这么一说,独脚神乞终于稍感心慰。
薛仇忽地凝注陆清的灰衣道:“陆长老,能否借你的灰衣与面具一用?”
陆清得知薛仇真正事实后,以往对薛仇的敌视,不用说也已释然,可是,当他将人皮面具与灰披风双手递给薛仇时,心中仍感微微不自在。
薛仇接过后,看也没看就给塞在革囊里!
事情一旦说开,三人立即日夜兼程,径奔中原!
这日午后,三人正踏入陕省地面,半空忽闻怪鸟鸣叫,薛仇抬头一看,鸟背上坐的正是白珠,薛仇立即哨声招呼!
眨眼工夫,怪鸟盘旋而降,尚未及地,白珠已如流星似的坠了下来,没看清他的身子,却已听他的声音叫道:“薛叔叔!薛叔叔,事情不好啦!”
薛仇只道尚小云伤重,药力无效,闻声大惊道:“怎么回事?白珠!云妹的伤?……”
白珠一落地立即奔到薛仇身边道:“云姑姑药到病除,倒是没事,只是在我来的那日,得到消息,无极派的阴阳老怪率领门人,正欲与我们爷爷他苍海七友为难!”
薛仇得知云妹无事,心中宽了一半,随听见是无极派的人,整个心都放下了,笑笑道:“白珠,你也把你爷爷他们估计低了,阴阳老怪自断腕后,功力似已突减许多,已不足惧,舒百会非更醉圣前辈的对手!只有舒情,比较使人担心,而据我想,她绝不会参与此事……”
没待薛仇说完,白珠就插嘴道:“薛叔叔,不是我害怕,是爷爷他们愁眉苦脸,乐爷爷匆匆忙忙将‘醉八仙掌’传我,脸上也失去了往日的诙谐,据说不止是无极派的,另外还有什么海上海的,还有什么洞底洞的鬼婆什么的……”

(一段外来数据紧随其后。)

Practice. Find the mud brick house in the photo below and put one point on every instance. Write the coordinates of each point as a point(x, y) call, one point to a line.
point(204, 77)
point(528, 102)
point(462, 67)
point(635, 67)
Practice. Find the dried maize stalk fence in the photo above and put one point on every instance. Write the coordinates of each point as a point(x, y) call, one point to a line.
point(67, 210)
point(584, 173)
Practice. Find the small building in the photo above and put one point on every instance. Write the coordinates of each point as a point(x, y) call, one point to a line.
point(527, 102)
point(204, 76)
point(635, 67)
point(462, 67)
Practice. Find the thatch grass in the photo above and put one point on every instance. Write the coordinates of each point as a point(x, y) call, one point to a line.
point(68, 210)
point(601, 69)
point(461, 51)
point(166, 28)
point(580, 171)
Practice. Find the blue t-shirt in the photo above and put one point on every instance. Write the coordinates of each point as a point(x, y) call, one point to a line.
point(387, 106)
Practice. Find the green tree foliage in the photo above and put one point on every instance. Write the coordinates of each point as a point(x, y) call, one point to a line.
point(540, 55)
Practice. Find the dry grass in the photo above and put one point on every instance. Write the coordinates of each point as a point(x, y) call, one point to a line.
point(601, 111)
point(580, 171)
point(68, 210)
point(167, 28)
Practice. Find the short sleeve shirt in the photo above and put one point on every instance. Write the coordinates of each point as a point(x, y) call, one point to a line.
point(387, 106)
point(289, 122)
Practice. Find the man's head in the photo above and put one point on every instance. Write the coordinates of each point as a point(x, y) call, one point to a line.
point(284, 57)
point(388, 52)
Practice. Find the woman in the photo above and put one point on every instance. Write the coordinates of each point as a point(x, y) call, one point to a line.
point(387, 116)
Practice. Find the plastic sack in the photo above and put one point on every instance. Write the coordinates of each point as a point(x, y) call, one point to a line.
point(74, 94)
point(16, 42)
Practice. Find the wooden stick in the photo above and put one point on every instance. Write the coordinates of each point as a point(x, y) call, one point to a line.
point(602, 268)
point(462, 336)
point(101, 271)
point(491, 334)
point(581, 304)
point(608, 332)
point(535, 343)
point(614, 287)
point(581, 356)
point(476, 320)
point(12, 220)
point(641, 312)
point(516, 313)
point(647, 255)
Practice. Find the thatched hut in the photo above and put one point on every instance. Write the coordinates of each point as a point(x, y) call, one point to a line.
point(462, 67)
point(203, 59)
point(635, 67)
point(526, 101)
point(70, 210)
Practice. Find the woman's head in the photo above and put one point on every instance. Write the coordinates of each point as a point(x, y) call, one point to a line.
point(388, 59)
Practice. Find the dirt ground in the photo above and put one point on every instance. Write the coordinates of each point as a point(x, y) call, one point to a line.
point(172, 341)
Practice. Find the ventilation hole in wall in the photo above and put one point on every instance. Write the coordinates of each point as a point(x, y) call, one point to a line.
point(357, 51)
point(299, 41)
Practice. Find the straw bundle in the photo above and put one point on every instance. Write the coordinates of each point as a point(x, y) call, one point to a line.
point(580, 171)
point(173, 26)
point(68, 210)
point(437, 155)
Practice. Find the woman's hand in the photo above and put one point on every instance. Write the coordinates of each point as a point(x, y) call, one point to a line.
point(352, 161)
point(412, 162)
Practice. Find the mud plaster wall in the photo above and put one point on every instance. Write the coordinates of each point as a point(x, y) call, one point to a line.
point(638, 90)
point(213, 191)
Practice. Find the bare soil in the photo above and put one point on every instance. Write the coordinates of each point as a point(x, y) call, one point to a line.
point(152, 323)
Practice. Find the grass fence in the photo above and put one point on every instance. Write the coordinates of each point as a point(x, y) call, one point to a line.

一听洞底洞鬼婆印婵娟,薛仇心中就不由一怔,诚然,一年容易,匆匆而逝,想起尚小云泰山中所说,怕的是鬼婆印婵娟的毒蜮已炼成,这毒蜮通常已能含沙射影,鼓气为矢伤人,若再经鬼婆加以训练,其厉害可想而知。
想到此时,薛仇也是一惊,忙追问道:“白珠,你离开多少天了?”
“前后三天!”
薛仇心中更急,遂对独脚神乞道:“穷爷!我得先行一步……”
醉圣乐天乃独脚神乞数十年的知已老友,醉圣乐天的事也就是他的事,薛仇惊急,他心中更惊更急,没待薛仇说完就道:“你去吧!我们自会找你去!”
于是,薛仇立向二人作别,牵着白珠飞上鸟背。
虽说怪鸟翔空,如风似箭,一泄千里,可是,待到达杭州时,也已是次日的夜半四更天!
远远的,薛仇在半空之上,已看见杭州城中,火光冲天,照得杭州城,通明如昼,心中这一惊,诚然非轻。
临近时,白珠更惊声而呼道:“哎呀!不妙,那正是乐爷爷的一大片房子!”
薛仇闻说更惊,但他却没急急落下,反乘着鸟儿在火光上兜了这么一圈,当他有所发现时,方始逼落下来!
可是,他发现的,只是乱糟糟救火的百姓人群,既不见苍海七友及乐家的人,也不是什么来袭的敌人!
蓦地,人群中红影一闪,薛仇凝目看去,红影已去得只留一条背影,薛仇一看就认出是个女子,只道是舒情恶性复发,不由大怒,立即拖着白珠,穿出人群,卸尾疾追而去!那红影似有心似无意的时隐时现,但觉去如飘风!
薛仇紧紧跟随着,悄没声的,他知道只要跟着她,不难发现一切!
少时,出了西门,西子湖中水平如境,零乱的几条游艇在湖中飘荡着,间歇传来嘻笑的人声!
薛仇追踪至此,却忽然失去了红衣女子的人影,正自愕然,蓦地飒飒风响,迎头罩下。
薛仇吃了一惊,当下将白珠一掌推开,随势身形一晃,也跃开了八尺,隐身看时,眼前不是红衣女子是谁?只是,来人并非他想象中的舒情,而是已将近一年不见的蔷薇夫人。